Dans un courrier, il dénonce des « intimidations, critiques acerbes, gratuites, publiques, incessantes » de ce dernier à son égard. Sollicité, Martin Weill n'a pas donné suite à notre demande d'interview. La direction lance une enquête, non pas confiée à un cabinet indépendant, mais gérée en interne. « Les personnes entendues ont été surprises par les faits évoqués et ne les ont pas corroborés, avance Audrey Maillet. Certaines ont même évoqué des problèmes rencontrés avec le salarié en question. » N'en reste pas moins qu'en seulement cinq ans trois red chef se sont succédé à ce poste. L'un d'eux évoque lui aussi une relation considérée comme « toxique » avec Martin Weill. « Martin est un journaliste brillant, exigeant, il travaille énormément aux quatre coins du monde », le défend Laurent Bon, qui précise : « L'accompagner relève autant de l'éditorial que du management humain. »

Mais Bangumi considère-t-elle suffisamment les alertes ? Lucie (1), qui a quitté l'entreprise fin mai après un arrêt maladie et la fin de son contrat, a signalé à plusieurs reprises l'attitude de sa supérieure, la responsable de la postproduction. « Depuis janvier, elle ne m'adressait plus la parole, m'a retiré l'essentiel de mes missions sans aucune explication », dit-elle. Ses messages restent alors sans réponse. Elle s'estime mise sur la touche et le signale à la direction dès février, en évoquant son mal-être et une situation qu'elle considère comme du harcèlement. « Il y a eu une dispute qui avait généré des tensions, rectifie Audrey Maillet. L'idée était d'arriver à corriger cette difficulté de communication. » Antoine Herrera évoque, lui, « une inimitié avec des torts partagés », mais reconnaît avoir reçu plusieurs fois Lucie qui « n'était pas bien ». « Elle a vécu un enfer, on l'a vue en larmes très souvent », s'insurge une collègue. Plusieurs autres salariés confirment. La responsable en question n'a pas répondu à notre demande d'interview.

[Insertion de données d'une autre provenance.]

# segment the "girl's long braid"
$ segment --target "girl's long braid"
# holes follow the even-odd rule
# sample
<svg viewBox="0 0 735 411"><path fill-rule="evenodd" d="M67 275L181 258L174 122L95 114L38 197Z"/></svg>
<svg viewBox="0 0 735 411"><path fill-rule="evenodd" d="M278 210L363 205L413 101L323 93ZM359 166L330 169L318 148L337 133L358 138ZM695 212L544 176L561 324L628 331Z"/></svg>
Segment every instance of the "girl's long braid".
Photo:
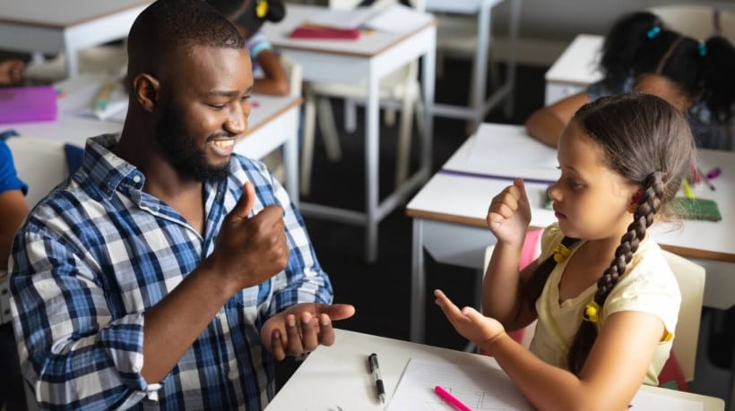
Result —
<svg viewBox="0 0 735 411"><path fill-rule="evenodd" d="M664 195L663 176L660 171L648 175L643 184L641 200L633 215L633 222L627 227L627 232L620 239L620 245L615 250L615 257L602 277L597 281L597 293L594 302L600 307L605 304L610 291L626 272L626 268L638 249L638 244L645 236L646 229L653 223L653 216L660 210L661 199ZM583 321L575 336L572 347L567 355L569 370L576 375L590 355L594 340L597 338L597 326L594 322Z"/></svg>

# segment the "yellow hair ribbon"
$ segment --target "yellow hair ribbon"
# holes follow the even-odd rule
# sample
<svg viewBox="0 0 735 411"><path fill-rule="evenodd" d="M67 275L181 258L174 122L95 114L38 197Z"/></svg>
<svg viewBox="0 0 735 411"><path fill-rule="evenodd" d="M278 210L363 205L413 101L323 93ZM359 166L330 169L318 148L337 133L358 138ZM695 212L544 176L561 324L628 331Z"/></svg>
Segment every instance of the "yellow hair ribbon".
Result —
<svg viewBox="0 0 735 411"><path fill-rule="evenodd" d="M599 314L600 305L592 300L584 306L584 313L582 314L582 318L585 321L597 322L597 321L600 320Z"/></svg>
<svg viewBox="0 0 735 411"><path fill-rule="evenodd" d="M259 19L265 18L265 14L268 14L268 2L266 0L257 0L257 4L255 4L255 15L258 16Z"/></svg>
<svg viewBox="0 0 735 411"><path fill-rule="evenodd" d="M564 244L558 244L554 248L554 261L559 263L569 256L571 252Z"/></svg>

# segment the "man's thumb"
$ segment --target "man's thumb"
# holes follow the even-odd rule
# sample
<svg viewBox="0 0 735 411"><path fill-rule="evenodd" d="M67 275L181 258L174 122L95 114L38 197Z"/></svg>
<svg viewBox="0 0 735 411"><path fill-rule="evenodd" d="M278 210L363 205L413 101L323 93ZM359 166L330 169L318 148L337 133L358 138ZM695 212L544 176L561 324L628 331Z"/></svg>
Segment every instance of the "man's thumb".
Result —
<svg viewBox="0 0 735 411"><path fill-rule="evenodd" d="M242 186L242 196L240 196L240 200L238 201L238 204L235 205L230 214L233 217L247 218L247 216L250 215L250 210L253 210L253 204L255 202L255 189L253 188L251 183L246 183L245 185Z"/></svg>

Du côté de la direction, la parole de la plaignante est remise en cause. « Elle avait des soucis avec pas mal de monde », affirme Élodie Bernard. « Nous sommes une boîte normale », insiste Laurent Bon. « Grâce aux moyens humains et financiers, nous savons gérer les petits grains de sel qu'il peut y avoir dans la machine », veut croire Audrey Maillet. Pas question que la mécanique s'enraye. La success story de Bangumi est à ce prix. Pour sa première semaine de rentrée, Quotidien, imperturbable, a battu son record historique d'audience avec, en moyenne, plus de deux millions de téléspectateurs.